The office of Renew Europe's chair Stéphane Séjourné said they share the same view.

"We support revocation whatever the process," said Séjourné's spokesperson, in an email.

But other groups appear more ambivalent — or have yet taken a unified position.

"We haven't discussed this specific issue as a group," said a spokesperson from the Left.

The Left, he said, however would support revoking access for all lobbyists working for violent regimes.

A spokesperson from the centre-right EPP did not respond, when asked.

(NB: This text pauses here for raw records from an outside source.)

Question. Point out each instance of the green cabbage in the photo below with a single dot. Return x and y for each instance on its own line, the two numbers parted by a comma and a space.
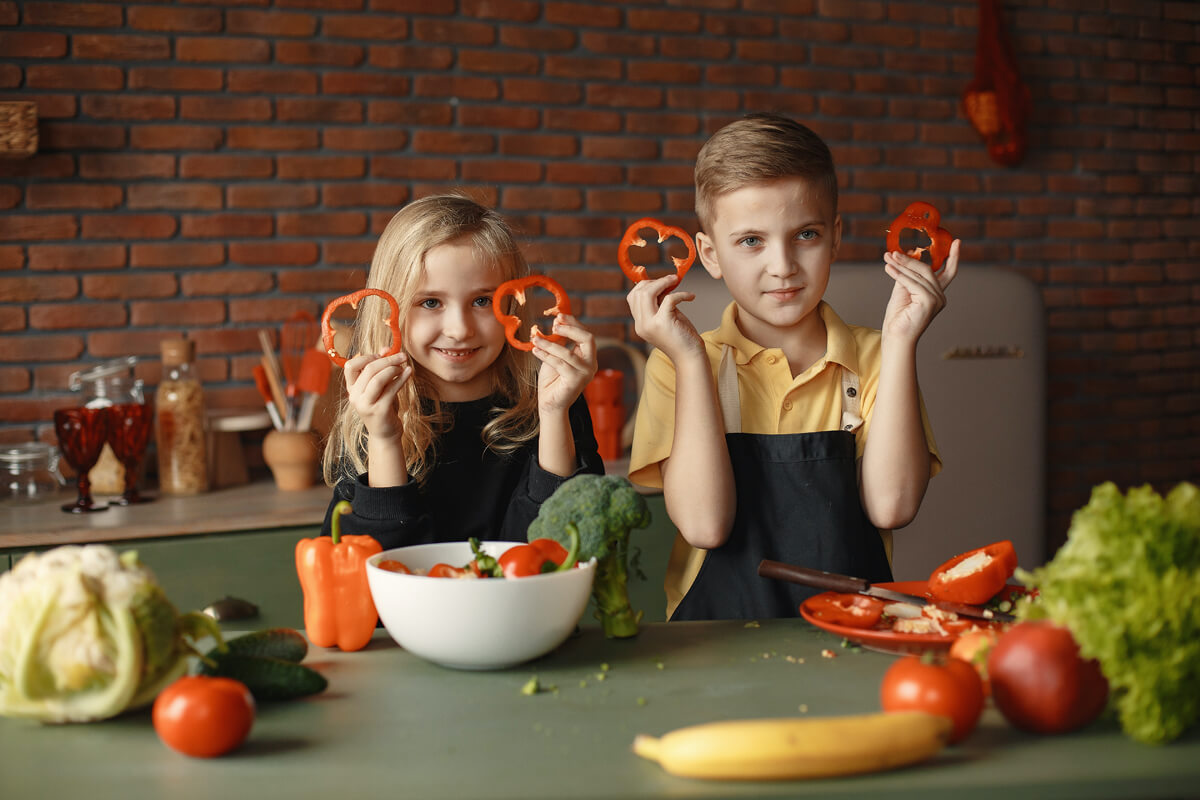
87, 633
1127, 585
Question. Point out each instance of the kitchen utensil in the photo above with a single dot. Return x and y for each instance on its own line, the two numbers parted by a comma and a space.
845, 583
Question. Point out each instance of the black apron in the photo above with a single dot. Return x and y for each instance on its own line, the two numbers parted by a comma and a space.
798, 503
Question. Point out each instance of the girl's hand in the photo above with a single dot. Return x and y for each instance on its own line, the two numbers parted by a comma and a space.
373, 384
565, 368
918, 295
658, 319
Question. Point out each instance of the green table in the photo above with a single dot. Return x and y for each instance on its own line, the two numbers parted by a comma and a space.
394, 726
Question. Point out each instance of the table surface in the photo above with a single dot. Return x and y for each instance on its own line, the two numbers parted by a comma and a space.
391, 725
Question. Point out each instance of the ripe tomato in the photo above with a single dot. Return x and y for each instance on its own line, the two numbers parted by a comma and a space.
204, 716
948, 687
1039, 683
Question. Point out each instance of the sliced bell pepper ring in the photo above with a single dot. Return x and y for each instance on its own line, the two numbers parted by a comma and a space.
511, 322
631, 239
976, 576
337, 605
327, 329
849, 609
924, 217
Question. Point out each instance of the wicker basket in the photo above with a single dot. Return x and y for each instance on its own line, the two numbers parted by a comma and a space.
18, 128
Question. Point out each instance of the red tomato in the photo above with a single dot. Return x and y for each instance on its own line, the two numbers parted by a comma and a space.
1039, 683
849, 609
204, 716
949, 689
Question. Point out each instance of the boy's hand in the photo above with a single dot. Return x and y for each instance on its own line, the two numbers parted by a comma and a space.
372, 384
658, 319
918, 295
565, 368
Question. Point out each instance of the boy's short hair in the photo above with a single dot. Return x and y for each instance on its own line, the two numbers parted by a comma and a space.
755, 149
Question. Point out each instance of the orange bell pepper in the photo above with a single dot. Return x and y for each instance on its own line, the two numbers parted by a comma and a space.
337, 605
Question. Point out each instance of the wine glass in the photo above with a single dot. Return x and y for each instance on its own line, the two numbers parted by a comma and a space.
129, 433
82, 434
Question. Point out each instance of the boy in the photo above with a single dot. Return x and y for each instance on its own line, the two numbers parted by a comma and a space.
813, 439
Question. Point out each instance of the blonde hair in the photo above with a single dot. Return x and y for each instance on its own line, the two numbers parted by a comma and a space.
755, 149
399, 269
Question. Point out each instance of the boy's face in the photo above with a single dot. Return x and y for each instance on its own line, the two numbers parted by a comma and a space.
773, 244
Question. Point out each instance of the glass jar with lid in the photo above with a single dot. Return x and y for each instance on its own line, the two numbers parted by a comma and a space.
108, 383
29, 473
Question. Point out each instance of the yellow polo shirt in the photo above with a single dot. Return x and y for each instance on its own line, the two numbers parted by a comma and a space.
772, 402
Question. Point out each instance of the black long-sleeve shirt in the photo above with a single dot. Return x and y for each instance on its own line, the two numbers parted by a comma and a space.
469, 492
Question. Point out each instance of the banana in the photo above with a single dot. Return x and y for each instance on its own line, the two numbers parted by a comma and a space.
797, 747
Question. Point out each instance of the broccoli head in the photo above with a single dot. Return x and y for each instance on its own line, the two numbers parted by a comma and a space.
601, 509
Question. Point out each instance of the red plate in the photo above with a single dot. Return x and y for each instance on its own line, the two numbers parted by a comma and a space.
887, 641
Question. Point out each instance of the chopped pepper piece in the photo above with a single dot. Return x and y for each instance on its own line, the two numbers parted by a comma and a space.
924, 217
337, 605
511, 322
327, 329
633, 239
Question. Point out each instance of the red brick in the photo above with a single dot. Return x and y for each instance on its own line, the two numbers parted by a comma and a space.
127, 226
270, 196
73, 196
130, 287
175, 137
226, 282
273, 253
174, 196
64, 316
227, 226
175, 78
178, 256
271, 23
129, 107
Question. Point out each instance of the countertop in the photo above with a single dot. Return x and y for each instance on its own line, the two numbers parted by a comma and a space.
394, 726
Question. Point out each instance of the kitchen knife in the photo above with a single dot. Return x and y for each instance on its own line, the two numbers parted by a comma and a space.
844, 583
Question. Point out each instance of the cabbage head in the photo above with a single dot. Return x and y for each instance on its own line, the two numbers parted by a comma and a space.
87, 633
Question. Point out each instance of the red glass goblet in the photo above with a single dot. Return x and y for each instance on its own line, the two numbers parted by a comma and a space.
129, 433
82, 434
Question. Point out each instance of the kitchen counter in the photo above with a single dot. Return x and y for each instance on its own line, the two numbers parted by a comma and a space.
391, 725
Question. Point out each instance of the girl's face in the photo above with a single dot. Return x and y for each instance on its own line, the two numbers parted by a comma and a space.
450, 330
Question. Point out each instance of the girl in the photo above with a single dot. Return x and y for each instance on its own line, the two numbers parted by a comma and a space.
457, 434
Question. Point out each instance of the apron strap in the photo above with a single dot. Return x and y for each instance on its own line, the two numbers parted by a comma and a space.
730, 397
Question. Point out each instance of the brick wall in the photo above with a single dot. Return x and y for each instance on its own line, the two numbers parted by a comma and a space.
209, 167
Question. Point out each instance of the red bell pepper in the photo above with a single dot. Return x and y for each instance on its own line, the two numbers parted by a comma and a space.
337, 605
633, 239
923, 217
849, 609
511, 322
976, 576
327, 329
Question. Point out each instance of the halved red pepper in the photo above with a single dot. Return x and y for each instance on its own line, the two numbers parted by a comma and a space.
924, 217
633, 239
849, 609
978, 581
511, 322
327, 329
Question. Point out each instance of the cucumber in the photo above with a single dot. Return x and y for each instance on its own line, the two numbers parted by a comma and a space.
268, 679
270, 643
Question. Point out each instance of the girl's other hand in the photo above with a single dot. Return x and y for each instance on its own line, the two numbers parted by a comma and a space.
373, 383
565, 368
658, 319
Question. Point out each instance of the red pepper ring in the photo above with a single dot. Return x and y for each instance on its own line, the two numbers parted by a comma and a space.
327, 329
511, 322
924, 217
636, 272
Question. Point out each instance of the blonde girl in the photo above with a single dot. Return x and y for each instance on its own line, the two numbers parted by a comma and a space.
457, 434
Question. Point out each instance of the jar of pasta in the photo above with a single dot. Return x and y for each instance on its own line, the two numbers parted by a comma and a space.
179, 422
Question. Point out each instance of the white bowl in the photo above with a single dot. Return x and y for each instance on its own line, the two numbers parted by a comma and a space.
475, 624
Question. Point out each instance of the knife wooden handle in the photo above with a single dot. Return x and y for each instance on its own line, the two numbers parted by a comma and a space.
815, 578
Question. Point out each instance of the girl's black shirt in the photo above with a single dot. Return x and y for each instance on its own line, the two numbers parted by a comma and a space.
469, 492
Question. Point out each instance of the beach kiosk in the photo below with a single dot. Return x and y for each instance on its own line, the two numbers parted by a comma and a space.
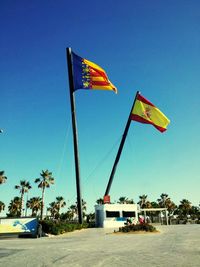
115, 215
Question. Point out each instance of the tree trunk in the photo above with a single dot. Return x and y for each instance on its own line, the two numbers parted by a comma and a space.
42, 205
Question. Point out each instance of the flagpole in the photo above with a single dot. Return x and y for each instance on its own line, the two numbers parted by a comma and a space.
75, 135
120, 148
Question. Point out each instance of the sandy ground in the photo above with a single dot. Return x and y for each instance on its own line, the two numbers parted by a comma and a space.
176, 245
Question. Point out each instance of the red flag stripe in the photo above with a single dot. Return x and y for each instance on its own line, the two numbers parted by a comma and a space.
142, 120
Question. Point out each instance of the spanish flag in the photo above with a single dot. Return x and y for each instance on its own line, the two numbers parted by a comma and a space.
145, 112
88, 75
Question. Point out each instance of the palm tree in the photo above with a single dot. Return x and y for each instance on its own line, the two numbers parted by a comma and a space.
144, 203
23, 187
14, 207
165, 202
34, 204
122, 200
60, 203
162, 201
2, 206
3, 178
44, 182
99, 201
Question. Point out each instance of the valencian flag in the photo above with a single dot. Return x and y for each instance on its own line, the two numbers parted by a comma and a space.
88, 75
145, 112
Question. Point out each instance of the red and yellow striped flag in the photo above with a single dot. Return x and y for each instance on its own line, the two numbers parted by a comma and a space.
88, 75
145, 112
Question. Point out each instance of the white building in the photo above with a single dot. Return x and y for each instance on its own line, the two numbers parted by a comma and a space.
115, 215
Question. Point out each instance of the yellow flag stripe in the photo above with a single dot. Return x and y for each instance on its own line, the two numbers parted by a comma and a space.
150, 113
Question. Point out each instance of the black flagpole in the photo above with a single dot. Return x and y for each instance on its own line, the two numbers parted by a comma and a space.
120, 149
75, 135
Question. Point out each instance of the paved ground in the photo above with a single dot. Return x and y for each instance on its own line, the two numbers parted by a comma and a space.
177, 245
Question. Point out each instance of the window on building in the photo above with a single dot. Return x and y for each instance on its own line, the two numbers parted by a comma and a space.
128, 213
110, 214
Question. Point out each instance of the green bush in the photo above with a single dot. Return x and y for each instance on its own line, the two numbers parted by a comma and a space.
138, 227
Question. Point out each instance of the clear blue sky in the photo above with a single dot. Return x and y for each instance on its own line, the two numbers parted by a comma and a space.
151, 46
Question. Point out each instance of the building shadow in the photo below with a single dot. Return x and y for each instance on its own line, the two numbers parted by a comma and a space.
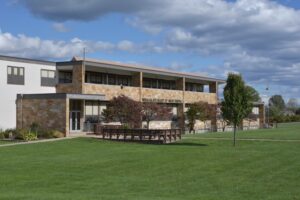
188, 144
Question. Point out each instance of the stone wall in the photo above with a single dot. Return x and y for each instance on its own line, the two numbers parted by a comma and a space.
49, 114
191, 97
159, 125
112, 91
161, 94
65, 88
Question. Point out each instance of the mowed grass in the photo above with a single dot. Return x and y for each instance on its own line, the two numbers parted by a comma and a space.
285, 131
193, 168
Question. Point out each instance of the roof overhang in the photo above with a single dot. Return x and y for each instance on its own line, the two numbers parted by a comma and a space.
96, 97
138, 68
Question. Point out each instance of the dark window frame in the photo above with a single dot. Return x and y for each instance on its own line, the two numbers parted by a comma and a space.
48, 81
65, 79
15, 79
159, 84
107, 79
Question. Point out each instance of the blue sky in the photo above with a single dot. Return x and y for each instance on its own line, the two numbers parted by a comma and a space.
258, 38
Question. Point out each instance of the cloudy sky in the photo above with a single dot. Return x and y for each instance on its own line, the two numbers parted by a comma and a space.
258, 38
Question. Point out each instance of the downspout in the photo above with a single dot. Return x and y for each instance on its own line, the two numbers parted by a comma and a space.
21, 110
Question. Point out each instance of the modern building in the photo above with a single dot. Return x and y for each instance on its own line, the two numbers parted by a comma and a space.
70, 96
25, 76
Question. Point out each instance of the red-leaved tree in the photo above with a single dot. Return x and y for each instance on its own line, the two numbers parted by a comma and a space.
124, 110
154, 111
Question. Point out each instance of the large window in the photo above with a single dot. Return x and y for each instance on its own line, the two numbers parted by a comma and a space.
159, 83
15, 75
93, 111
107, 79
194, 87
65, 76
48, 78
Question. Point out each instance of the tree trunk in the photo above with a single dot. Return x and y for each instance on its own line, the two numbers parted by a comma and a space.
234, 135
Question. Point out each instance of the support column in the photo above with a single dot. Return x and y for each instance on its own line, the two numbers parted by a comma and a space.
262, 118
213, 87
78, 77
67, 114
137, 81
180, 85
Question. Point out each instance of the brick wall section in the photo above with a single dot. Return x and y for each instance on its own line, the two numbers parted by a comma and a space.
162, 94
262, 117
49, 114
191, 97
112, 91
76, 87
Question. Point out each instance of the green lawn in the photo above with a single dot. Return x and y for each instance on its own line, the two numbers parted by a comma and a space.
6, 142
289, 131
85, 168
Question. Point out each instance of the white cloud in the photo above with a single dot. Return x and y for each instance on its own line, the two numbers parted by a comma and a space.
259, 38
35, 47
60, 27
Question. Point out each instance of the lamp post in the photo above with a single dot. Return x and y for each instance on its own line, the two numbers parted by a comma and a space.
268, 108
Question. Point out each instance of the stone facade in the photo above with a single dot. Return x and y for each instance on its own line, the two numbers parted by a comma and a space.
191, 97
112, 91
49, 114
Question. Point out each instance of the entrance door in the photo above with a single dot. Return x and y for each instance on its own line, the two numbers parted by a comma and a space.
75, 121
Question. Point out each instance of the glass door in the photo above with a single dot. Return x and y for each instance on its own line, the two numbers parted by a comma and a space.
75, 121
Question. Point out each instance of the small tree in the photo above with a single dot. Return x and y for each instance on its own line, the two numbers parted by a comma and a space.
251, 118
124, 110
221, 119
237, 103
197, 111
277, 101
154, 111
276, 115
292, 105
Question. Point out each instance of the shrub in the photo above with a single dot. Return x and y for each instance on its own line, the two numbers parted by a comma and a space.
57, 134
2, 135
30, 136
10, 133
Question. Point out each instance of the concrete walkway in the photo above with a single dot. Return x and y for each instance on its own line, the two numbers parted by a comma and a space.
35, 142
247, 139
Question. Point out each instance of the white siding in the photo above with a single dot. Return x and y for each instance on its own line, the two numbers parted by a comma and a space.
8, 93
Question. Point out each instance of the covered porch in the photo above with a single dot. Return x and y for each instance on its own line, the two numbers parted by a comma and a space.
83, 113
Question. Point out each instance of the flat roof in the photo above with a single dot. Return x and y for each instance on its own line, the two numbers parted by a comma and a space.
140, 68
99, 97
26, 60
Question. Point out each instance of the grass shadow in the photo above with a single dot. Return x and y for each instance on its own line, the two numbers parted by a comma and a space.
189, 144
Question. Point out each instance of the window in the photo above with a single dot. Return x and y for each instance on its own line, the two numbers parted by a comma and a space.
159, 83
15, 75
107, 79
65, 76
194, 87
48, 78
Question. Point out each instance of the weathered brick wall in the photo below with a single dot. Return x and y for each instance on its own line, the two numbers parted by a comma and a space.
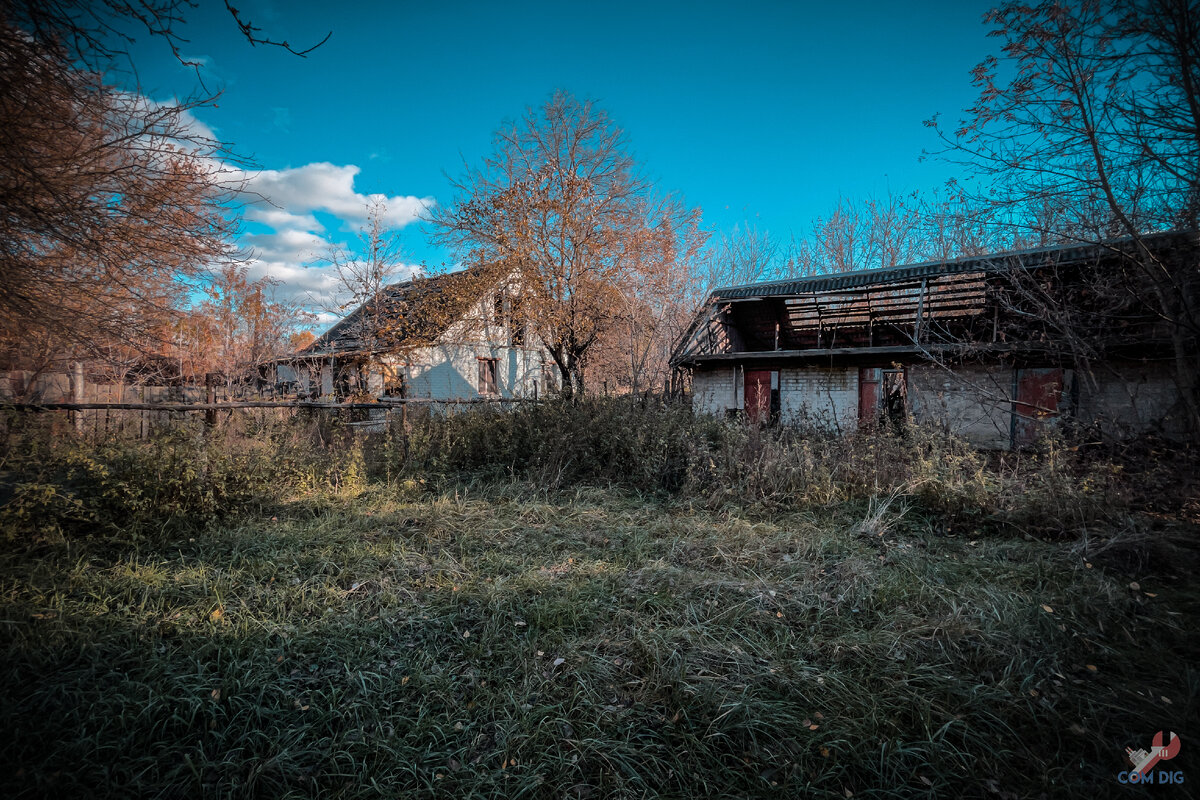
975, 402
1127, 400
822, 396
714, 390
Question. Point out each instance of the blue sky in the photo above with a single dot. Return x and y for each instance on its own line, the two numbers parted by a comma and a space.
760, 113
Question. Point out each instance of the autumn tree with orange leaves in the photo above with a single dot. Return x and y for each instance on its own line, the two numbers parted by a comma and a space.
562, 205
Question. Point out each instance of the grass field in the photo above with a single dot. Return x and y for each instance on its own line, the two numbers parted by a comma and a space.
495, 638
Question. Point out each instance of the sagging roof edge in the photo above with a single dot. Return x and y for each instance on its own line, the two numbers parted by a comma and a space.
989, 263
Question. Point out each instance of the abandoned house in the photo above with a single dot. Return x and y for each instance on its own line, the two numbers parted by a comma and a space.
997, 348
455, 336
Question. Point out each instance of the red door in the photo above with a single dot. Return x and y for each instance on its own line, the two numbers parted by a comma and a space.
1037, 401
757, 395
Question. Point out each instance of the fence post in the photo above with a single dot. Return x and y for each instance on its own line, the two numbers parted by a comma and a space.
77, 394
210, 396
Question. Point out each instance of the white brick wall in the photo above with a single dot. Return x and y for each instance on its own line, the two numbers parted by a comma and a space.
975, 402
714, 390
1131, 400
451, 371
822, 396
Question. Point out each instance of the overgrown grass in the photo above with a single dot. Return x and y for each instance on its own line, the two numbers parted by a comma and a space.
875, 617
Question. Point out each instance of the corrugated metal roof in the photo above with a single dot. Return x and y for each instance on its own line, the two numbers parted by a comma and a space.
989, 263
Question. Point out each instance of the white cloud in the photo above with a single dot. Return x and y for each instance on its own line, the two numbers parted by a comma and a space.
286, 200
323, 186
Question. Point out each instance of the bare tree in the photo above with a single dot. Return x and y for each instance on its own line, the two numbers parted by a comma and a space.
363, 274
562, 204
1087, 130
115, 206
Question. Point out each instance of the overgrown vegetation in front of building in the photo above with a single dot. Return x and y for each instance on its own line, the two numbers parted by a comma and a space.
603, 599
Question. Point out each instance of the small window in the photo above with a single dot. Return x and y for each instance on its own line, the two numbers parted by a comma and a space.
487, 368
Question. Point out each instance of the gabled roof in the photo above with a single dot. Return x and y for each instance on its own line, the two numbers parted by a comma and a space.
412, 313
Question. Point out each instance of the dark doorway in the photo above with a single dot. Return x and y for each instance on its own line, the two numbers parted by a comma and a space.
1037, 400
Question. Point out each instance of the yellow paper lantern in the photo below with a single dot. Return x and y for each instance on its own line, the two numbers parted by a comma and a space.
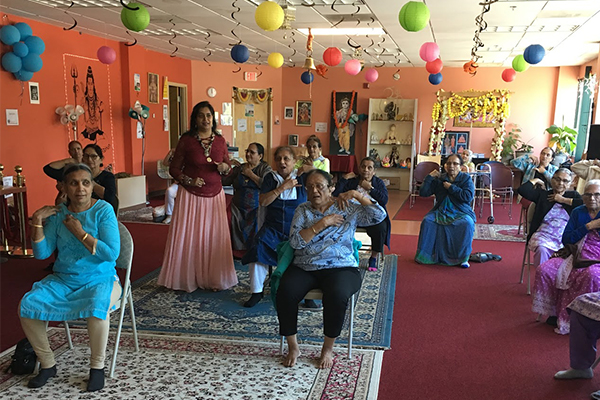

Nor did a spokesperson for its leader, German MEP Manfred Weber.

Hesitation

The pressure comes amid hesitation from the European Parliament on preventing Russian lobbyists gaining access to its buildings.

This comes despite a proposal by EU parliament president Metsola to stop them from entering the premises of all the EU institutions.

Metsola floated the idea over 80 days ago.

Some 13 Russia-headquartered lobbyists such as Gazprom and Lukoil, can still enter the parliament's premises at will.

Metsola's original plan sought to have them first removed from the EU's joint-transparency register.

Being listed in the register is a requirement for any lobbyist wanting to gain official access to EU institutions.

The parliament argues the Russian lobbyists breached the register's code of conduct, citing reputational damage.

But getting them pulled from the register also entails an agreement with the European Commission and the Council, representing member states.

According to document requests filed by Peter Teffer at Follow the Money, a Dutch-based news site, the Council under the French EU presidency is obstructing those efforts.

The European Parliament could, however, move ahead on its own.

Asked why this hasn't happened, an EU parliament spokesperson said "different paths are being looked at and considered."

Its own internal rule book says passes can be revoked if the register's code of conduct has been violated.

This includes reputational damage, the very same cited by the parliament in its proposal to get them removed from the transparency register.

Asked for comment, Gazprom did not respond.

But Lukoil's main representative in Brussels Maxim Bunin did.

He says meetings planned with the European Commission have been suspended and that no meetings with MEPs have taken place since Russia's war with Ukraine.

"Our entry badges to the Parliament required a special activation at the accreditation center both times when the representatives of our company were there over the last months," he said, in an email.

He also said the company fully complies with the EU transparency register's code of conduct.

"The company is not under EU sanctions," he pointed out.